The Colonel’s old car was left in the garage at the big house.

“It will be safe enough there, poor old thing,” sighed Mary Louise. “It looks real lonesome with the new car gone. Grandpa Jim surely did love his old car. He never enjoyed riding in the new one as much as he did in his old rattle-trap. The first time I realized that Grandpa Jim was not getting along so well with Danny was when he got irritated because Danny teased him about his old car. I always teased him about it and he used to tease himself at times and had never minded when Danny joined in. He seemed rather to like it. But one day he suddenly flared up over the car and said—but never mind what he said—it wasn’t Grandpa Jim saying those things—I realize it all now and I believe Danny knows too.”

“Certainly he does,” declared Josie with a tone of conviction.

The big house had been securely closed, one key left with the Conants in case a tenant might want to see it, one with a real estate agent and another in Mary Louise’s purse.

The old darkeys were gone and Mary Louise entered into her new life as a business woman.

How strange it was! How different from what her life had been less than one short year ago.

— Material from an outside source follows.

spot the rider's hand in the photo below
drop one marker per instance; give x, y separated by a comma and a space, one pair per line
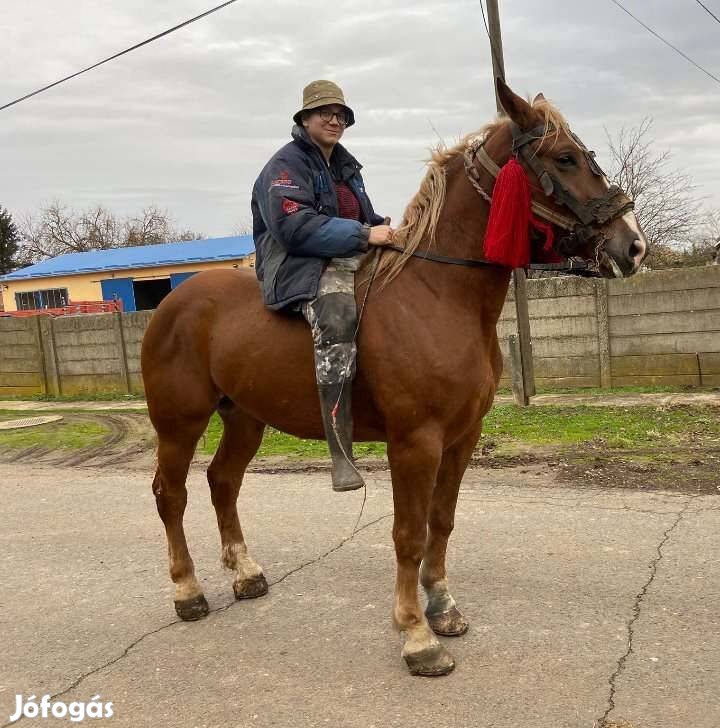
380, 235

At night she lay in her little bed and looked up at the high ceiling dimly lit by the smouldering fire in the front of the shop. How amusing it was to sleep in a room with partitions reaching only half way to the ceiling! It was like living in a beauty parlor where one had one’s hair shampooed. She felt she would not like to stay all alone in such a place and wondered if it had not been hard on Josie to be there by herself. She remembered Josie’s tale of how the Markles had come and entered the shop by means of a skeleton key, stolen what they had thought to be Detective O’Gorman’s wonderful thieves’ journal, replacing it with blank pages neatly inserted in the original covers; and how they had actually come into her bedroom, thinking she was safely off spending the night at the Hathaways’. Josie, hiding under the bed, had heard their incriminating talk and had carefully laid her net and then left them to entangle themselves in its meshes.

What a clever little person Josie was! Mary Louise, as she thought of her, had a feeling of security as though all would finally be well if she could remain under Josie’s wing.

“Grandpa Jim liked her and Danny liked her—they trusted her so absolutely. I am glad I am here with her.” Mary Louise closed her eyes and, snuggling down in her little bed, was soon lost to the world. She did not dream of burglars but that Chinese idols, curiously carved, and hideous bronze Buddhas were perched in rows on the top of the partitions forming her bedroom and they looked down on her with benignant expressions on their quizzical countenances and seemed to be watching over her and guarding her. One great Buddha wagged his forefinger at her and told her he would watch over Danny too and she need have no fear, and, in spite of being a very good little Christian girl, she found that the heathen deity gave her great comfort in her loneliness.